We’re all running together.
I do it with you.
Around mile six, a little boy ran past me. “No more hurting people” was handwritten in black marker across the back of his shirt. I recognized the words from a photo of Martin Richard, the young boy who died in the Boston Marathon bombing. The boy who passed me had legs that looked too young and coltish to take him the whole way, but there he was. Running, I decided, for the little boy who couldn’t.

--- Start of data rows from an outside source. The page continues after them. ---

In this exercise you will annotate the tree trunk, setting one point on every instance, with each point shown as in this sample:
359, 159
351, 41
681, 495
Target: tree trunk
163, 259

It made me wonder, for the first time, why I was running. I’d arrived at the start line with an injured hip; I wasn’t chasing a personal record. I’d run this distance before, so I had no new milestone to achieve. Uncharacteristically, I had nothing to prove, and I couldn’t think of any real reason to do this to myself. Still, there I was. Running.
Why?
The young runner disappeared into the pack head as we passed a dozen kids playing ukuleles outside of their school. They were awake at 7AM on a Sunday just to give bunch of strangers reason to smile as they ran thirteen or twenty-six miles. A little further along, another boy stood solemn-faced in the middle of the road holding a bright green sign that said, “Touch here for power.” I did, and I ran faster.
I thought about the block around mile three that smelled like bacon, its pajama-clad neighbors sharing coffee we passed. About the man wearing sunglasses who stood next to an inflatable dinosaur with a sign that begged: “Run quieter – I’m hungover.” Volunteers gave us water and Gatorade every few miles, and swept up all the empty cups we left on the ground. A woman dressed as a bee handed out honey-flavored candy on one side of the street; a girl held out her hand for high-fives on the other. All manner of different bodies carried themselves mile after mile after mile. Each had a different gait, a different motivation: people ran for causes, for loved ones, for themselves. Slowly, it dawned on me how rare it is to share a goal and a road with seven thousand other people, and to have just as many people cheering you through to the finish. My throat tightened up, and I fell into step with the runner beside me. I understood.
It isn’t something I do to myself; it’s something I do with you.